И тут Хайду осенило.
– Значит… у меня тоже есть цвет, и вы его видите?
– Да, конечно, – кивнул Мидорикава, – отлично вижу. Хотя что это за цвет, говорить тебе не стану. Но главное – я могу передать этот жребий только человеку определенного цвета и определенного типа сияния. К кому
– И много таких людей на свете? Такого цвета и такого сияния?
– Нет, совсем немного. Из того, что я видел, такие люди встречаются примерно один на тысячу, если не на две. Отыскать их трудно, однако можно. Куда сложнее найти место и время для того, чтобы оказаться с ним лицом к лицу так, чтобы он внимательно тебя выслушал. Ты даже не представляешь, как это непросто.
– Но что это за люди, которые соглашаются принять чужую смерть на себя?
Пианист улыбнулся.
– Что за люди? Да я и сам не понимаю. Знаю только, что у них такое-то сияние такого-то цвета, вот и все. Чисто внешние признаки. Но, раз уж мы об этом говорили, думаю, все они – люди, которые не боятся Скачка. Каждый по своей причине.
– Не боятся – это ладно. Зачем вообще совершать этот Скачок?
Мидорикава выдержал паузу. В наступившей тишине журчанье реки за окном словно бы стало громче. И вдруг он усмехнулся.
– Хочешь узнать, в чем интрига?
– Рассказывайте, – попросил Хайда.
Мидорикава вздохнул.
– В миг, когда ты соглашаешься принять чужую смерть на себя, ты наделяешься особыми свойствами.

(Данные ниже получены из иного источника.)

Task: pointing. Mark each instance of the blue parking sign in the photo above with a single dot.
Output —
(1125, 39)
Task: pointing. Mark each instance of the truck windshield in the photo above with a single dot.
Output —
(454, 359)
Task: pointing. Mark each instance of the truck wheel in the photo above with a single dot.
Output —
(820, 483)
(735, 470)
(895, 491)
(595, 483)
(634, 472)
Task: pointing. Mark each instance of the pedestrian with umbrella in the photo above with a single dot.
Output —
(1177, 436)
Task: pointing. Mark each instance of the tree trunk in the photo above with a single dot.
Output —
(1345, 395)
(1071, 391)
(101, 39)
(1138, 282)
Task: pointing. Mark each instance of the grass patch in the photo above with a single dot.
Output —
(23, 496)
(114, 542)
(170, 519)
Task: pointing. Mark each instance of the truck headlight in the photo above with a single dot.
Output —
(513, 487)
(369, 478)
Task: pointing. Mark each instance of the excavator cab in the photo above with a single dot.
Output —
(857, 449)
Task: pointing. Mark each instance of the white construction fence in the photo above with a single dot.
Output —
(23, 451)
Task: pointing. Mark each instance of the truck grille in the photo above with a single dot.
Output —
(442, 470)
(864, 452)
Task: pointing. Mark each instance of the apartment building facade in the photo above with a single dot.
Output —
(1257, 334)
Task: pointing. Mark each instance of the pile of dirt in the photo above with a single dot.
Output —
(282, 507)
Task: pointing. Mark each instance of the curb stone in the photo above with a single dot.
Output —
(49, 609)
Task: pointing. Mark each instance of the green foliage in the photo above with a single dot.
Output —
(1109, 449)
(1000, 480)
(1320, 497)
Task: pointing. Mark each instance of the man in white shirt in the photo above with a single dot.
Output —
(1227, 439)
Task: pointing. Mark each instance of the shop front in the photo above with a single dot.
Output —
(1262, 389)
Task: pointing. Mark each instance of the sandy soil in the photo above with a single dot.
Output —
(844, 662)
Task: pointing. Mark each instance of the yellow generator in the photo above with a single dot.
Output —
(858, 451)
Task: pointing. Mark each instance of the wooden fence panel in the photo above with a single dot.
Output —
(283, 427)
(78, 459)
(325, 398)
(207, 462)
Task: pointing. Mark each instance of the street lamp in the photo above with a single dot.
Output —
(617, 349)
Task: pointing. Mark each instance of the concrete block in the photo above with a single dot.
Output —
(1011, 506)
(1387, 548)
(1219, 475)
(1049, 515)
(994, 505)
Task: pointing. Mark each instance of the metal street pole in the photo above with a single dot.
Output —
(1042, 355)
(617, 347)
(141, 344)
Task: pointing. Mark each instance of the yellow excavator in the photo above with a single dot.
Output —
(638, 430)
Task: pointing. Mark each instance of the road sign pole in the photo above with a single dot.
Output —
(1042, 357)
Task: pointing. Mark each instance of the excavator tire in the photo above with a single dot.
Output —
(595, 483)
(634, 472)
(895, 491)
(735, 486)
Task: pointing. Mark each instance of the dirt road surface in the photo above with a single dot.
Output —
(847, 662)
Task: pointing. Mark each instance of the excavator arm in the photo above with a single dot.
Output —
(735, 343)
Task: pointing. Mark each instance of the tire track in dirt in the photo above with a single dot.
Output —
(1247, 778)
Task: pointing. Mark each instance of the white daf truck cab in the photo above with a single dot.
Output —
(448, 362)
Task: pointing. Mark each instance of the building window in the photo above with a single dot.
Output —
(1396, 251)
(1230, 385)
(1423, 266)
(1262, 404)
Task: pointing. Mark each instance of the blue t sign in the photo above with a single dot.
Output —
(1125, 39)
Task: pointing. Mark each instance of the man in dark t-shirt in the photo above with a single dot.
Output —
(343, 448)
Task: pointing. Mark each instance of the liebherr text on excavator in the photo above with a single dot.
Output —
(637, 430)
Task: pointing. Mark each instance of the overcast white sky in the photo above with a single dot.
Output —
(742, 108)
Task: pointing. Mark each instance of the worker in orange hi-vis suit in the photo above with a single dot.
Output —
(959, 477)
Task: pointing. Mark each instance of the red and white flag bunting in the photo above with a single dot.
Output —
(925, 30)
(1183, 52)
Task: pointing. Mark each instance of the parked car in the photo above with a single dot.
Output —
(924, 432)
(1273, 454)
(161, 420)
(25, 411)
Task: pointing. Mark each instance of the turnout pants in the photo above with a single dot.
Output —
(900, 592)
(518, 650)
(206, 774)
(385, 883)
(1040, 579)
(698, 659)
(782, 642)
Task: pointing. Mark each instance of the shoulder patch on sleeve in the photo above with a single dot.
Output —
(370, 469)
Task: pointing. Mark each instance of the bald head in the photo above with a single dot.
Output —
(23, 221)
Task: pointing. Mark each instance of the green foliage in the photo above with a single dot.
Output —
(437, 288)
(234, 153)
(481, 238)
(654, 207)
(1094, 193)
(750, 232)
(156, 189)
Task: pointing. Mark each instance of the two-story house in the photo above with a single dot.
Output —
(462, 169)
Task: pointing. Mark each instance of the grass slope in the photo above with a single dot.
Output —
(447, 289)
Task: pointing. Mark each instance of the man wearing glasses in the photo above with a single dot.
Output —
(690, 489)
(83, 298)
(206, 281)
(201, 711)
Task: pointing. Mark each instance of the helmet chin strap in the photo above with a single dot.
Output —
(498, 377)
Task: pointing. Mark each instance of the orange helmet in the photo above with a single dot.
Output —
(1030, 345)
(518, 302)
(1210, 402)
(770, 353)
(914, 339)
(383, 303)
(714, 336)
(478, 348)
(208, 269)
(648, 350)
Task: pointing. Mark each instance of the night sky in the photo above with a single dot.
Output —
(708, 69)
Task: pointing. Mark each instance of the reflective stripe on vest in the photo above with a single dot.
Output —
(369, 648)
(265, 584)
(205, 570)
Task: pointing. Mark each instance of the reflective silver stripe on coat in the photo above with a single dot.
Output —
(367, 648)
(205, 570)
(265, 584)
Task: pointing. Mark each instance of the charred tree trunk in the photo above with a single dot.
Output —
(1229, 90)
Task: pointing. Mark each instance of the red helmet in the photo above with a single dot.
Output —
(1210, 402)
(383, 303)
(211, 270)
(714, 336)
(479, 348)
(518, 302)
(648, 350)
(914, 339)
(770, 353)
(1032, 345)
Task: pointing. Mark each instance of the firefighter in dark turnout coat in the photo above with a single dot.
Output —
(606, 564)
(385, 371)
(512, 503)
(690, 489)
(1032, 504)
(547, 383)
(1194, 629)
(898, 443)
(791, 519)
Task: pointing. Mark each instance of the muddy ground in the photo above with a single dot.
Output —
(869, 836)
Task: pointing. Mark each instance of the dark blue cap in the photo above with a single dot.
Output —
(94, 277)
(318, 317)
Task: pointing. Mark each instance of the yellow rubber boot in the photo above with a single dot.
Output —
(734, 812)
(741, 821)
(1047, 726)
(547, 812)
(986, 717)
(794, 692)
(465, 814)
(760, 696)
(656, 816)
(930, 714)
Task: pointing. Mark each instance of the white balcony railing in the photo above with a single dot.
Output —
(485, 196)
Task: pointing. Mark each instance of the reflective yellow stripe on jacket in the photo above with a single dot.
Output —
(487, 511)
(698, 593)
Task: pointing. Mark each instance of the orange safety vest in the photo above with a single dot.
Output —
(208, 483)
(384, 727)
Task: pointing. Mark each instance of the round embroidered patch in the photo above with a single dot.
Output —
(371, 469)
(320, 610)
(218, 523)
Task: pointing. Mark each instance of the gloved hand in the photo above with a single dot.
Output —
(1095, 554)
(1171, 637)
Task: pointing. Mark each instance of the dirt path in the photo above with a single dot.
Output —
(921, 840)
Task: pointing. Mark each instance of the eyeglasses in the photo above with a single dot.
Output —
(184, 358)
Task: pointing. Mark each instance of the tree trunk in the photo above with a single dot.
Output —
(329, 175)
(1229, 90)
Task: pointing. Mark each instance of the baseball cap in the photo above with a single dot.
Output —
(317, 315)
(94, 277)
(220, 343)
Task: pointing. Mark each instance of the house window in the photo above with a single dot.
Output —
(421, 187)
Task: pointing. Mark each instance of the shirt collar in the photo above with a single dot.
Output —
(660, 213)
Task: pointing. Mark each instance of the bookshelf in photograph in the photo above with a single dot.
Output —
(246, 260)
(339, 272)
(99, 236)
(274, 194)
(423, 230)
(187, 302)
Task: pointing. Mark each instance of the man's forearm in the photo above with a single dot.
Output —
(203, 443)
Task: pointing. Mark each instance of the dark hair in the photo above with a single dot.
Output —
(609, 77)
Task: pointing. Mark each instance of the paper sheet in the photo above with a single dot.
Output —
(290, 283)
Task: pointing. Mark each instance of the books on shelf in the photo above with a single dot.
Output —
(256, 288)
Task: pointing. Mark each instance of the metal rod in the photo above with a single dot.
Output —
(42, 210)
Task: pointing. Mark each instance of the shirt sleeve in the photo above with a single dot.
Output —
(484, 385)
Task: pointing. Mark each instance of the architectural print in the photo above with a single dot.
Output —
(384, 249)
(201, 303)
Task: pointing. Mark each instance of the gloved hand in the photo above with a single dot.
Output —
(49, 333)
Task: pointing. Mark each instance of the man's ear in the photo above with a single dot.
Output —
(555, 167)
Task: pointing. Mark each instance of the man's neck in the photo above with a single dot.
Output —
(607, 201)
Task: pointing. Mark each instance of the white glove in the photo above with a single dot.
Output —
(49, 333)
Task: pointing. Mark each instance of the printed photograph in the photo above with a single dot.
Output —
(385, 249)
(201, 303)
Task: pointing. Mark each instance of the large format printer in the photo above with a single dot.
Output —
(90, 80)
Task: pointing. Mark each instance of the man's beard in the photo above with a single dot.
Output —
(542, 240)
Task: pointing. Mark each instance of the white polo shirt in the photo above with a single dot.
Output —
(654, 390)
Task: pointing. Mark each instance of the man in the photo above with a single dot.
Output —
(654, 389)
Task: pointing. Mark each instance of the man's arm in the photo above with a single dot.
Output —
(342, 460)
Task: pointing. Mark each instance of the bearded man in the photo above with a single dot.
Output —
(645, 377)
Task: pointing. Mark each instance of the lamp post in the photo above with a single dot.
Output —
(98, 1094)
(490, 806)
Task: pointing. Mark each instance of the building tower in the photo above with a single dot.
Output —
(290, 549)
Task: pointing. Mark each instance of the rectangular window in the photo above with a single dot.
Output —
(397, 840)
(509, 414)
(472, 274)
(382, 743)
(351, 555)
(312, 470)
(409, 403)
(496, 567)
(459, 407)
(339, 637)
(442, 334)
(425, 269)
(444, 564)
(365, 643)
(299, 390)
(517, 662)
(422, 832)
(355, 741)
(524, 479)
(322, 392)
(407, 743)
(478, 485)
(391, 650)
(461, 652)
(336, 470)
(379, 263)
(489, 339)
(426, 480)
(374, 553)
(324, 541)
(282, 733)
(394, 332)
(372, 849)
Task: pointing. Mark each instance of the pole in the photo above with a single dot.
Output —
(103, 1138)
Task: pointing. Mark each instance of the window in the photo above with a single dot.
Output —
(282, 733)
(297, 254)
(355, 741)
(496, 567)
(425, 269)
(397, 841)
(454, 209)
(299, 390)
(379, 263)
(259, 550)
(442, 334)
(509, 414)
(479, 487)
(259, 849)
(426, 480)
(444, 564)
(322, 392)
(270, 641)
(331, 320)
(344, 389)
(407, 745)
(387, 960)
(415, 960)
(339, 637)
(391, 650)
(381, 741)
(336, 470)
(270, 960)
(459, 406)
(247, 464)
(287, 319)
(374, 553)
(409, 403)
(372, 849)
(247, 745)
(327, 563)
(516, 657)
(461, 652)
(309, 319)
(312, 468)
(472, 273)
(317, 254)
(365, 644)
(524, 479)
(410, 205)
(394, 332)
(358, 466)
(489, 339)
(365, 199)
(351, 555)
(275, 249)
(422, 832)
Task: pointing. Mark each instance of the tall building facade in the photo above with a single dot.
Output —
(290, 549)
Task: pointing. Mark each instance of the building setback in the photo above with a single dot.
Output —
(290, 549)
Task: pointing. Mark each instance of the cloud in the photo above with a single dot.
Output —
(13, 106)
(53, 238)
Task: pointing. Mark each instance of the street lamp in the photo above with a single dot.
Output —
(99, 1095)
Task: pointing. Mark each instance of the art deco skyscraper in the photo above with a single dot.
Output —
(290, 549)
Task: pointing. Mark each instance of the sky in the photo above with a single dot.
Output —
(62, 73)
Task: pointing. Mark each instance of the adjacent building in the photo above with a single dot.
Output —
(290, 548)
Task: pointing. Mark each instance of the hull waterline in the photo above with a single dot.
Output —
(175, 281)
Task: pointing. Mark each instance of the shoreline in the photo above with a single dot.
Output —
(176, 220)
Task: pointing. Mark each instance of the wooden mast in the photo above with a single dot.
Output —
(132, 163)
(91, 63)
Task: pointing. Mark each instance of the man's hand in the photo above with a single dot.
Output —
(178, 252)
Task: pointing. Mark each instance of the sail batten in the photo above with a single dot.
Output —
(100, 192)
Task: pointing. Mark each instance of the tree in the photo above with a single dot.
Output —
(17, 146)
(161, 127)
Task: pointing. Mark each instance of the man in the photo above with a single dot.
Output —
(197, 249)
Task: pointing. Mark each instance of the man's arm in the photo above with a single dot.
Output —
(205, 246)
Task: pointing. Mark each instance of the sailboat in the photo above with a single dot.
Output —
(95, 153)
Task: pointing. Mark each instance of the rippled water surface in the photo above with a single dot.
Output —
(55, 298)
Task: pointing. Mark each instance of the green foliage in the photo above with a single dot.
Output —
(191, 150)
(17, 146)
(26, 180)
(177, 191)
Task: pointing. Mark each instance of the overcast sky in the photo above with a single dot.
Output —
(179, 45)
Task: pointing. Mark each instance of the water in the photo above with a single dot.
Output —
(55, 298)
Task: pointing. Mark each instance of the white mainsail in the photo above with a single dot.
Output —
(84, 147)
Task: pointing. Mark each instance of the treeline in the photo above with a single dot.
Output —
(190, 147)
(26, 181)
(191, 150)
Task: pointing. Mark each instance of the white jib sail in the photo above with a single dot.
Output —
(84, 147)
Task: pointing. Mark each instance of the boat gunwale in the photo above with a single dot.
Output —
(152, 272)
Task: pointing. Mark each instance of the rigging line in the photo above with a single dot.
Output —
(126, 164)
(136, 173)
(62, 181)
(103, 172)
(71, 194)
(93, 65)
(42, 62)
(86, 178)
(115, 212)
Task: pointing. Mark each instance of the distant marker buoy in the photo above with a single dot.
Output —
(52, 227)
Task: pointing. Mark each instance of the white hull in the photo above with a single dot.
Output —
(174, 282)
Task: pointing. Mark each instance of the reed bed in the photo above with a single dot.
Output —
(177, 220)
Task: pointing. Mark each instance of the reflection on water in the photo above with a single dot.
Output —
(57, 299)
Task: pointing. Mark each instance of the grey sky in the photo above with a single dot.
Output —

Можно сказать, у тебя появляется дар. Различать людей по цветам – лишь побочное свойство. Главное – в том, что ты получаешь возможность резко расширить границы сознания. Ну вот как раскрываются «двери восприятия» у Олдоса Хаксли. Твое сознание становится абсолютно чистым, без примесей. Все туманы рассеиваются, все становится ясным. И твоему взору предстают невидимые для обычных людей картины.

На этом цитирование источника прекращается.